研究者のひとたちが分析した結果、国語や英語でいい点が取れないのは、主に「読解力がないから」というのが理由みたい。
基本的にAIの場合は、問題文の中の単語の羅列をパターン化して、こういう単語が並んでいる場合はこういう問題だから、これが答えになるはず、と膨大なデータを検索しつつ推測しているんだよね。
でも、これは文章の意味を理解しているわけじゃないので、微妙な表現の違いで全く異なることを聞いてくることがある国語や英語の問題には十分に対応できないようなのだ。
逆に、数学や物理なんかは問題がパターン化しやすいので高得点がとれ、選択式の世界史も多くの場合問題がパターン化できるので答えられるみたい。

さらに、ここで研究者の人たちが気づいた点があったんだよね。
確かにAIは国語や英語の点数は高くないのだけど、それでも偏差値でいうと45くらいあって、点でダメというわけではなく、平均よりちょっとしたくらい、というもの。
そうだとすると、ひょっとして、普通に試験を受けている子供の中にも実は問題文の意味が理解できていない子供がいるんじゃないか、と考えついたわけ。
そこで、このプロジェクトの研究者たちは、小学生を対象にきちんと文章が読めているのかどうかを調査する、読解力テスト(リーディング・スキル・テスト)というのをやってみたらしいんだ。
すると、やはりパターン認識はできていても、文章の意味を正確にできていない子供がいるということがわかってきたんだって!
これは驚き。
知識を問う問題ならパターン認識で対応できるけど、文章の意味を理解して、それに的確な答えを出さなくちゃいけない問題は解けないということなのだ。
今度は調査範囲をもっと広げて、どうやったら読解力を上げるような学習ができるのかを含め、深掘りをしていくようだよ。

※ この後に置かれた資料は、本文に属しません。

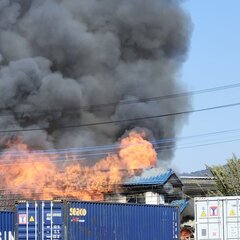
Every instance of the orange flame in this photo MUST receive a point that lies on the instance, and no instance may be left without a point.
(38, 176)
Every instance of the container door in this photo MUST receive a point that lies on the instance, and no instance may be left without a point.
(209, 217)
(6, 225)
(51, 218)
(232, 219)
(27, 221)
(40, 221)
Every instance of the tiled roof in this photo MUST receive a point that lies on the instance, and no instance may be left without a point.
(181, 203)
(160, 179)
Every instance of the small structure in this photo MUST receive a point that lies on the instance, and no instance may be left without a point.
(162, 188)
(198, 186)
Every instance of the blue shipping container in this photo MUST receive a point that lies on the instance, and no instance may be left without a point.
(75, 220)
(6, 225)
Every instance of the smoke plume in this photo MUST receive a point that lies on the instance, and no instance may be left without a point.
(59, 55)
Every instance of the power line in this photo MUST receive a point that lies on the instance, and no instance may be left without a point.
(124, 120)
(126, 102)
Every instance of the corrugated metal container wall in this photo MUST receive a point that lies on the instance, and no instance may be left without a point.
(217, 218)
(6, 225)
(74, 220)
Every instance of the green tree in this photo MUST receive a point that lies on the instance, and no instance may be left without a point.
(227, 177)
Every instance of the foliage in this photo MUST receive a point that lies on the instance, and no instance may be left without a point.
(227, 177)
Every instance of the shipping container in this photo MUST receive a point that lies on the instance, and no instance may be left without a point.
(75, 220)
(6, 225)
(217, 218)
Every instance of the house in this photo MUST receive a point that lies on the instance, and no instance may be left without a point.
(198, 186)
(164, 187)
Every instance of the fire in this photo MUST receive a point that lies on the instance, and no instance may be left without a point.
(38, 176)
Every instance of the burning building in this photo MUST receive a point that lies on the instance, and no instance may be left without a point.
(78, 74)
(162, 188)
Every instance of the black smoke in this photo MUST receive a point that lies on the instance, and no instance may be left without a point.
(59, 55)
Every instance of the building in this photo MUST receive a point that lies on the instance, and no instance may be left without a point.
(162, 188)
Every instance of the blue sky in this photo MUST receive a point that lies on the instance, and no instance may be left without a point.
(214, 60)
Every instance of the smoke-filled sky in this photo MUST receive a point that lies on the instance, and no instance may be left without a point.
(56, 56)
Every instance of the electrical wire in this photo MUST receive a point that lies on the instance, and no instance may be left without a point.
(123, 120)
(126, 102)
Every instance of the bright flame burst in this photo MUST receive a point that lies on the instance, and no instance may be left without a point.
(38, 176)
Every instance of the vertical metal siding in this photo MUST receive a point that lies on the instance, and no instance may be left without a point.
(6, 225)
(74, 220)
(122, 221)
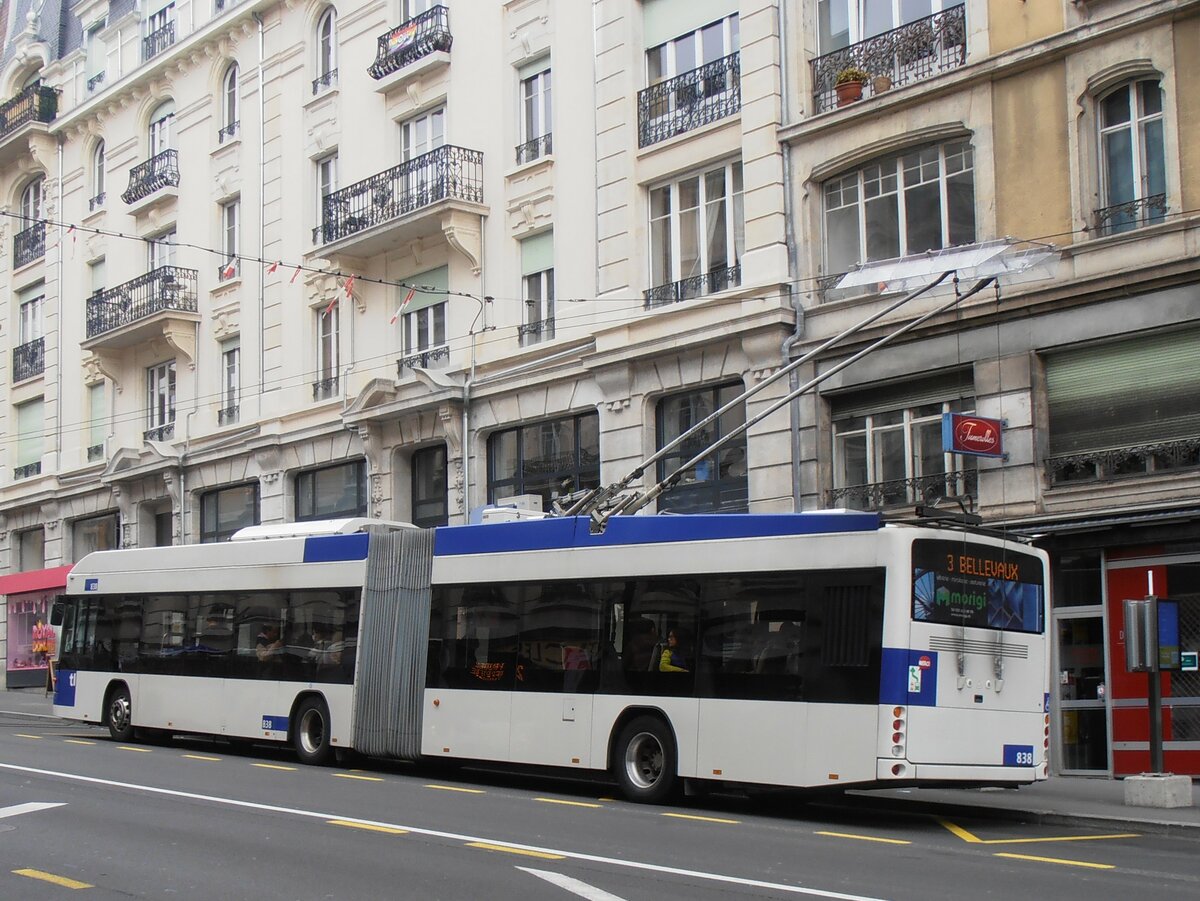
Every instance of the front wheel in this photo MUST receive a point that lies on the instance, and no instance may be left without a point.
(119, 714)
(645, 761)
(310, 736)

たまに話がなかなか伝わらない人がいるけど、実はこういうこと?
一部の知的障害を持った人たちも、パターン化された言語・行動は認識できるけど、そうでないものを知覚するとパニックを起こすことが知られているよね。
実はそういう現象は白黒はっきりと教会が分かれているわけじゃなくて、こういう「読解力がない」、「空気が読めない」みたいなものも含めてグラデーションになっているのかも、と思ったよ。
なので「よく読めばわかるでしょ」と言っても、相手はそれを読んでも正確に意味が理解できるとは限らないのだ・・・。
これは早急に「読解力」を養う学習法を確立したいね。

で、同じような話は、自動翻訳の世界でもあるのだ。
最近、googleの自動翻訳の精度が上がったと話題になっているけど、これはニューラルネット技術の導入によるものなんだて。
それだと意味がわからないけど(笑)、平たく言うと、これまは単語ごとに適当な訳語をあてがって訳していたんだけど、新たなシステムでは、文章全体を読み込んだ上で訳語をあてているようなのだ。
機械は文章の意味は理解できないんだけど、こういうパターンで単語が並ぶ文章の場合はこういう訳されている場合が多い、という情報が付け加わることで、とんちんかんな訳語がはめられなくなるのだ。
これで相当精度が上がるみたいなんだよね。
英語の場合、runとっかtakeとかhaveとかって多様な意味を持っているけど、文章の流れのパターン認識によってどういう意味で使われているのかがある程度推測できるというわけ。
前のシステムだと、本来「経営する」の意味で使われていた「run」に「走る」という訳語を当ててしまったりもしたわけだけど、こういうのがなくなるということだよ。

googleのディープ・ラーニングによる機械翻訳はそうやって進化しているわけだけど、これもパターン認識を精緻化しているだけで、文章の意味を理解しているわけではないんだよね。
そこはやはり機械では無理なのだ。
でも、最近お仕事で仏語で送られてきた文書をgoogleで英語に翻訳したらかなりきれいな、意味の取った英語が出てきたので驚いたんだよね。
ひょっとしたら、人間でもどうしても読解力が向上しない人は、こういう訓練が必要なのかも・・・。
機械と違って無尽蔵のデータベースを検索できるわけじゃないから、難しいけど。
でも、外国語は話せなくても、相手の声の調子や顔色を見て適当にごまかすなんてことはやっているわけで、それくらいならできるはずなんだよね。